IoT(Internet of Things)に関するまとまった本を探していたところ評判がよさそうだったので購入してみました。
『IoT・AIの法律と戦略』と銘打っていますが大きくは
- IoT・AIの仕組みと法律の概要
- IoT・AIの法律各論
に分かれていますが、いずれも一冊の本が書けるだけの内容だけにコンパクトにまとまっている印象を受けました。
本書の特徴として
- 現行法をベースにどのように解釈できるのかを明示する(政策論には踏み込まない)
- 現行法の要件(条文・判例上)を必ず明示し、事実(概念)・要件解釈・あてはめという思考過程を行う
という形がとられています。
そのため、既に法律を学んだ者からすれば読みやすく理解がしやすい本になっています。

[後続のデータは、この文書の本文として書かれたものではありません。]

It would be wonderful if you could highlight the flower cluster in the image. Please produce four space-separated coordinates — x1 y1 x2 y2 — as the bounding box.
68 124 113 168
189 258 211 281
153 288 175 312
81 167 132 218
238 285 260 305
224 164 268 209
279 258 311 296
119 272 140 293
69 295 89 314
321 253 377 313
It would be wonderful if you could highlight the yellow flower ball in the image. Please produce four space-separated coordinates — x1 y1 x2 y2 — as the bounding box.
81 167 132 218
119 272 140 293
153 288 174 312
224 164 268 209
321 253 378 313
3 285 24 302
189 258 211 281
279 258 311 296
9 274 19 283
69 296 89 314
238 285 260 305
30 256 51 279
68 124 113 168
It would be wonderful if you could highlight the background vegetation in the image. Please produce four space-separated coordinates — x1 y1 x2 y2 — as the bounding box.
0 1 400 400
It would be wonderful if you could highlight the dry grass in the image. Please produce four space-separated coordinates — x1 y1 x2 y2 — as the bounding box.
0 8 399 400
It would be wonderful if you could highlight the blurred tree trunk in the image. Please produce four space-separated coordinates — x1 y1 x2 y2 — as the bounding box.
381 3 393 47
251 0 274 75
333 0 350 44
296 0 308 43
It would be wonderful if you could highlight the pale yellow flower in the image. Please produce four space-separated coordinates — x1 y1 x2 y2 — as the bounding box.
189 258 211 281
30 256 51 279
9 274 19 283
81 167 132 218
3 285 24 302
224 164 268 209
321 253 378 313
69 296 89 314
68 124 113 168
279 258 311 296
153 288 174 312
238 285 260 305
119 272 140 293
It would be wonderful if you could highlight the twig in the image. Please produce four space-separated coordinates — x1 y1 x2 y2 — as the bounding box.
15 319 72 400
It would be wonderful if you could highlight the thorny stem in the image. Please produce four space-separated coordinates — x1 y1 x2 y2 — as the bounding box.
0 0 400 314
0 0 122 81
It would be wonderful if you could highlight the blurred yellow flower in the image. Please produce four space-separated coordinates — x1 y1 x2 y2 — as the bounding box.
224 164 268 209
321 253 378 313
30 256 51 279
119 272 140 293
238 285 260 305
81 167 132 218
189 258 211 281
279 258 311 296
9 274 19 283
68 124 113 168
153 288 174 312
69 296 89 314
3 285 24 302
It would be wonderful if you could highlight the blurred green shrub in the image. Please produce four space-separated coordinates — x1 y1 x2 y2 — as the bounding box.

また、図表も多いので初めて法律を学ぶ人でも十分理解することができるはずです。
IoT・AIの法律各論では、①パーソナルデータ②ビックデータ③AI④自動運転⑤ドローンなどのIoTの議論で必ず出てくる内容を取り上げています。
そのうち、パーソナルデータ・ビックデータの記述が半分ぐらいを占めています。
パーソナルデータ・ビックデータに関する書籍はほかにもあります。
ただ、IoTに限定して必要な部分という意味では個人情報保護法に関する書籍よりも事例をもとに精緻な論述を行っており、この部分だけでも読む価値が高いなぁと思いました。
その他電気通信事業法に関する説明やドローンに関する説明などコンパクトにまとまっているので、ガイドラインを読む前にまずはここからスタートしても良いのかもしれません。
今後、この領域の入門書的な立ち位置になっていく書籍なのかもしれないですね。